(二)しかしながら、愚痴で無聞の凡夫衆生は識心に対し厭離を生じず、離欲もできず、背捨することもできません。その根源はどこにあるのでしょうか。衆生は識の作用を貪著することを好むからです。識の作用は比較的真に迫り人を引きつけるため、絶えず把捉し、自己のものとします。色身の一切の機能作用は識があるからこそ生じるのです。例えば歩行坐臥は、身識がなければ行えず、歩行坐臥は身識の起こす作用です。生命活動は行住坐臥といった事業を離れることができません。それゆえ衆生は貪恋するのです。身識があれば動くことができ、眼識があれば見ることができ、耳識があれば聞くことができ、鼻識があれば香りを嗅ぎ、意識心があれば思考分別・分析判断・推理・妄想を起こします。各識が配合して種々の作用を生じ、意識心と前五識が共に分別し、共に作用します。これらの機能作用は真実在の如く感じられ、生き生きと現れます。これが「我」と「我の所有」であるため、貪恋して捨てられないのです。
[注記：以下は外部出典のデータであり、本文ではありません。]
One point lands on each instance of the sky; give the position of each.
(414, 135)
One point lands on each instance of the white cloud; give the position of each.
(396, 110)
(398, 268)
識心が無我であることは容易に証せられません。明らかに「我」が一切法を了知していると感じ、非常に真実で、確かに私はここに坐って法を聞き、眼は色を見、確かに接触する一切の物質色法を見ることができます。私は確かに音声を聞くことができ、眼耳鼻舌身の見聞覚知作用が虚妄であるとは認めず、つかんで放しません。意識の種々の作用を虚妄と認めることはさらに難しく、意識は確かに思考し、妄想を起こし、推理し、計画できると感じます。それゆえ衆生は識心を虚妄と見なすことができず、この関門を突破しなければ大小の果を証することはできません。
それゆえ仏は説かれました:愚痴無聞の凡夫は私たちの四大色身に対しては厭離を生じ、離欲もでき、背捨することもできます。しかし自らの識心に対しては離欲できず、厭離を生じず、背捨することができません。事々に自らの心に順い、事々に自らの心に従って行動し、自らの心を離欲することができず、自らの心を愛著します。この識心が確かにこれらの機能作用を有しているからです。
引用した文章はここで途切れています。